C'est un des récits les plus connus du chroniqueur Jean Froissart : la scène se passe à Calais en 1347 ; une lourde sentence du roi anglais Edouard III pèse sur la ville. Alors six bourgeois se dévouent ; ils vont, pieds nus et corde au cou, trouver le vainqueur pour subir la mort. Mais la reine Philippa se jette aux pieds de son époux et sauve les pauvres bourgeois. Ce récit inlassablement repris par toutes les histoires de France a légitimement ému des générations de petits écoliers. Et encore aujourd'hui, le célèbre groupe des bourgeois de Calais dû à Rodin témoigne de son exceptionnel retentissement.
Or ce récit est un faux. On y trouve travesti en acte d'héroïsme sublime un rituel de capitulation classique.

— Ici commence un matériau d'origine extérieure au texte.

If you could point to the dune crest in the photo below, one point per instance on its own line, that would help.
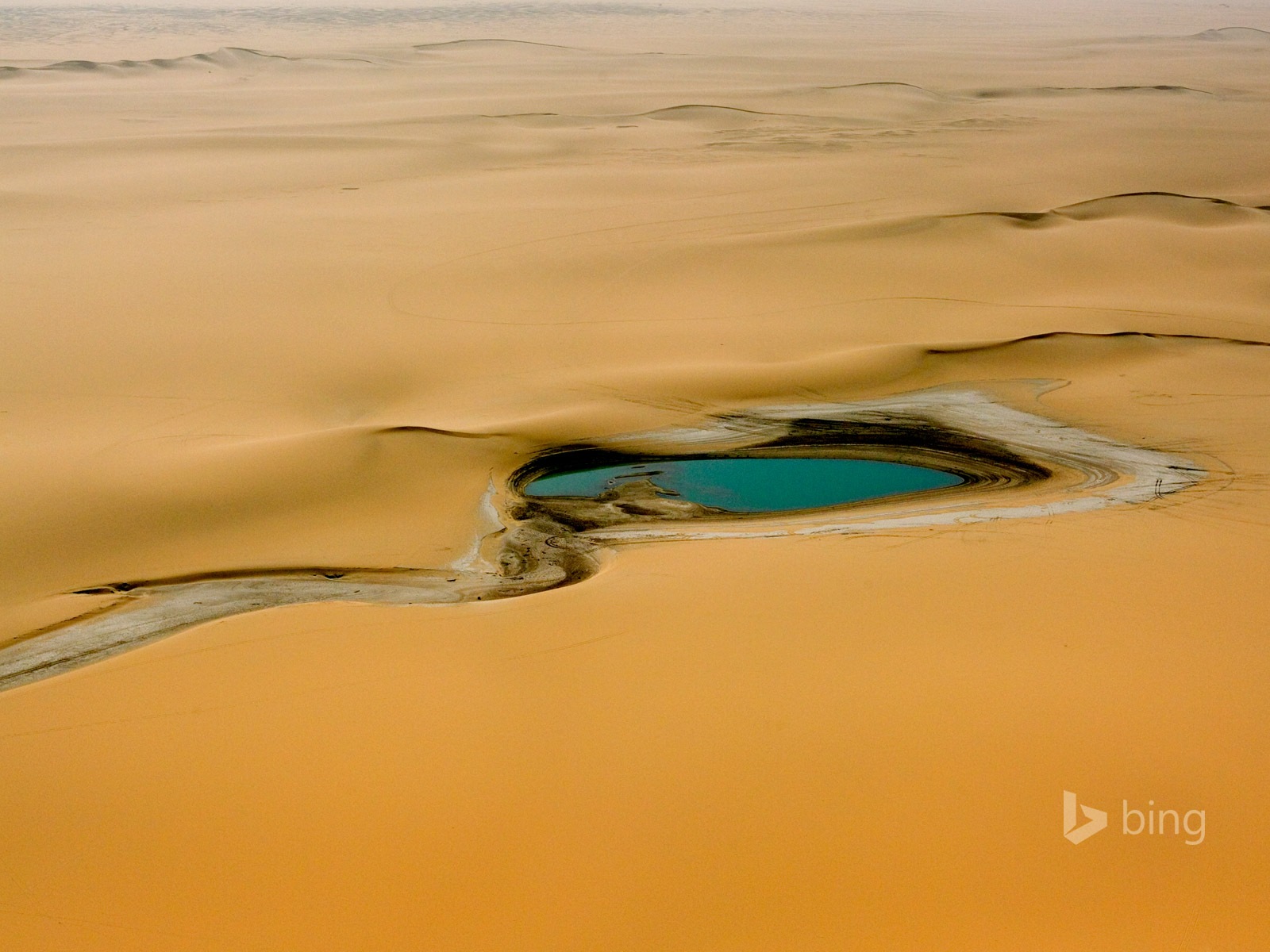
(1045, 92)
(222, 59)
(1238, 35)
(1191, 211)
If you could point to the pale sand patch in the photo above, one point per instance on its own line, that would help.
(264, 314)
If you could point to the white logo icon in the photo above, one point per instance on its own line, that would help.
(1095, 820)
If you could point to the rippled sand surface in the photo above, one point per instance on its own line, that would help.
(290, 301)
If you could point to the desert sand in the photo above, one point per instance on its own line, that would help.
(287, 304)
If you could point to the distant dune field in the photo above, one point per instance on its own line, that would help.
(295, 302)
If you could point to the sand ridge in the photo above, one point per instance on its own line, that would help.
(275, 321)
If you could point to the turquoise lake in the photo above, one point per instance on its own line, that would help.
(755, 484)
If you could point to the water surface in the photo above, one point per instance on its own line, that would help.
(755, 484)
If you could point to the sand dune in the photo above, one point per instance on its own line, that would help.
(285, 340)
(1191, 211)
(1236, 35)
(222, 59)
(1043, 92)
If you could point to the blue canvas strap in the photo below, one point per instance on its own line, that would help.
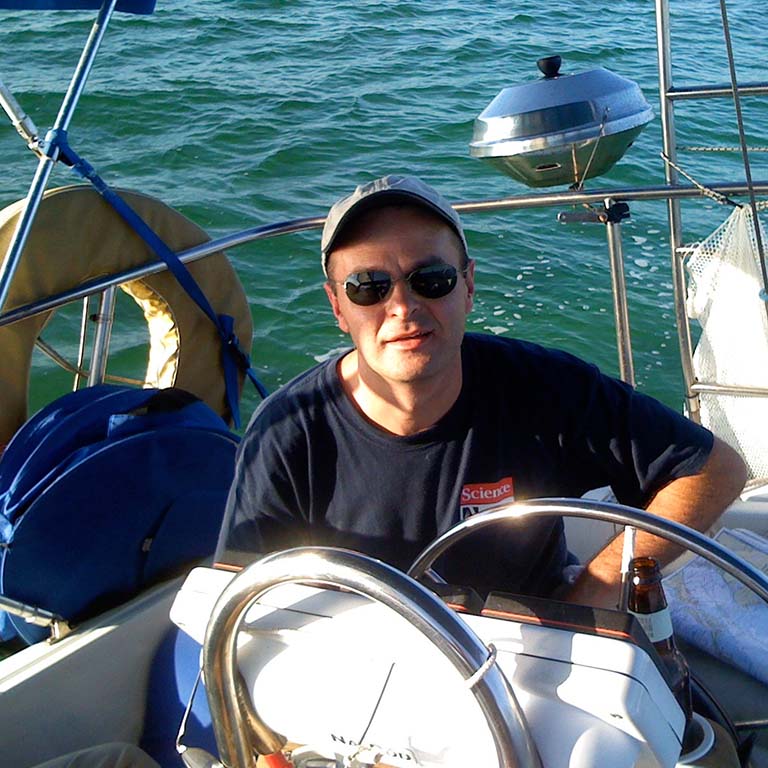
(234, 358)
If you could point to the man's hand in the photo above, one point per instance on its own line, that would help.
(696, 501)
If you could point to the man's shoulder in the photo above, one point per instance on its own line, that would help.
(492, 351)
(298, 399)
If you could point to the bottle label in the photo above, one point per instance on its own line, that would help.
(658, 625)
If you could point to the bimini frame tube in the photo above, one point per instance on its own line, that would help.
(377, 581)
(50, 150)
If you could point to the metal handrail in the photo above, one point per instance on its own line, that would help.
(50, 150)
(293, 226)
(381, 583)
(620, 514)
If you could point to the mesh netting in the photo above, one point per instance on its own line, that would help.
(725, 281)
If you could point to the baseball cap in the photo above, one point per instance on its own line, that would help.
(407, 189)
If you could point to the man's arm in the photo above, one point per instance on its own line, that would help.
(696, 501)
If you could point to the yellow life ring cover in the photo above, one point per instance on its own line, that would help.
(77, 237)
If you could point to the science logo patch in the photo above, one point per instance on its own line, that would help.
(479, 497)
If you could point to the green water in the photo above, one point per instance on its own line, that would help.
(245, 113)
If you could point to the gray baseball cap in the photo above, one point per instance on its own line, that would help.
(407, 189)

Jean-Marie Moeglin en fait la démonstration et rouvre le dossier des bourgeois de Calais sous un jour entièrement neuf : il montre comment Froissart et avant lui son modèle Jean le Bel ont inventé de toutes pièces une sorte d'héroïsme bourgeois ; il retrace l'histoire d'un rituel de concession de la grâce qui eut une importance majeure dans les sociétés médiévales ; enfin, par l'analyse des avatars de ce mythe à travers les siècles, il donne à la constitution d'un épisode de la guerre de Cent Ans en grand événement de l'histoire de France son épistémologie historique.
La crise récente de l'histoire événementielle a nui au prestige des bourgeois de Calais ; il était temps de les redécouvrir. C'est ce «lieu de mémoire» que le livre invite à revisiter.